Je souhaite remercier ici Vincent Affholder qui m’a énormément écoutée et guidée pendant mes années lycéennes, et sans qui je ne serais pas la personne que je suis aujourd’hui !

Quels sont les conseils et réflexions que tu aimerais partager avec les lycéen.ne.s actuel.le.s ?
Le conseil le plus précieux que donnerais en premier lieu est de ne jamais vous fixer de barrières dans vos envies ou curiosités professionnelles (ou autres). Pour cela, je n’hésite jamais à poser des questions,
à demander de l’aide lorsque je suis en difficulté, et à utiliser toutes les ressources que je peux mobiliser pour obtenir plus d’information (le réseau des Alumni du Gymnase en est une à laquelle vous pouvez évidemment vous adresser !).

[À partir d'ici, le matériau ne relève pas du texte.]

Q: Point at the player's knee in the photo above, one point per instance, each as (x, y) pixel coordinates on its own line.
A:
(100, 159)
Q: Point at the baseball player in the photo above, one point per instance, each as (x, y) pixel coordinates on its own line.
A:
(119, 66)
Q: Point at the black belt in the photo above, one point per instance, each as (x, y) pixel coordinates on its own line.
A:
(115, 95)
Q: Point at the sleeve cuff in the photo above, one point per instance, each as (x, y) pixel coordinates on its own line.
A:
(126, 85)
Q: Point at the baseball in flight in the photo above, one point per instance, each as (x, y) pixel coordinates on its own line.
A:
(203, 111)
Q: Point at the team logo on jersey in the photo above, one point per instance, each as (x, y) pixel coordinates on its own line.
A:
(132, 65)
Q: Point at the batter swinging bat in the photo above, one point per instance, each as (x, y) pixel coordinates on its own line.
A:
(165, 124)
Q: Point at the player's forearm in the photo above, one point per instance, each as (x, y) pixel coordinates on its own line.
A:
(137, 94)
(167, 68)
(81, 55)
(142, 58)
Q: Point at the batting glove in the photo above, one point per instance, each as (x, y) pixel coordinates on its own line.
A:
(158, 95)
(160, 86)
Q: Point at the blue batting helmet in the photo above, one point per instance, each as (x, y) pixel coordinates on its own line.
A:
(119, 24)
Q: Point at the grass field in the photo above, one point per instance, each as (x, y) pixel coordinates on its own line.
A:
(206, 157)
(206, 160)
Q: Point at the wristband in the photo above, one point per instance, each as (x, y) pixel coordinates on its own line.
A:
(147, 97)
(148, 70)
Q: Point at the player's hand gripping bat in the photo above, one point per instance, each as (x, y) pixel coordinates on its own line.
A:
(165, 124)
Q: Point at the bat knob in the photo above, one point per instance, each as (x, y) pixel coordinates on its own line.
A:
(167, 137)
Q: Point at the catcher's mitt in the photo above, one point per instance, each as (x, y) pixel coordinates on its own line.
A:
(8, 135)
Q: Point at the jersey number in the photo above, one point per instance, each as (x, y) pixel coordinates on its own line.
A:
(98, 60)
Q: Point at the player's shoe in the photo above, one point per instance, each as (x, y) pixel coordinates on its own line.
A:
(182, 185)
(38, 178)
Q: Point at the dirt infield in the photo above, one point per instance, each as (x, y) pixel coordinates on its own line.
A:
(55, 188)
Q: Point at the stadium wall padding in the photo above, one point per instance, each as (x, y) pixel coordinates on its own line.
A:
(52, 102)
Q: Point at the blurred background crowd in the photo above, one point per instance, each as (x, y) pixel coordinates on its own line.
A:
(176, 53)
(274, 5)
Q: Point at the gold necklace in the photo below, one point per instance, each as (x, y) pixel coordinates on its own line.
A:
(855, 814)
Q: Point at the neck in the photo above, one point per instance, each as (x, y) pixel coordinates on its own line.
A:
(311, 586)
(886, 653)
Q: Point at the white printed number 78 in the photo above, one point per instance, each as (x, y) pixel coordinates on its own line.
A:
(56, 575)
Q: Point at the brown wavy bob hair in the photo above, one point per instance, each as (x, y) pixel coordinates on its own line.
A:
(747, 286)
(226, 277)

Aussi, ne sous-estimez pas le pouvoir de l’imagination : celle-ci permet de nourrir ses projets, ses ambitions, et surtout, sa volonté de les accomplir. Quand je préparais le concours de Sciences Po, par exemple, j’imaginais tous les soirs ce qu’allait être ma première journée là-bas, et cela me poussait à me surpasser davantage.
Enfin, la pression générale nous fait souvent oublier de prendre soin de nous, alors qu’il est crucial dans ces moments d’être capable de prendre de la distance, du recul, de respirer un peu et d’aller voir ailleurs. Il y a des apprentissages qu’on ne fait pas à l’école, par le biais de la culture notamment, et qui sont cruciaux – à nous de ne pas les considérer comme une perte de temps !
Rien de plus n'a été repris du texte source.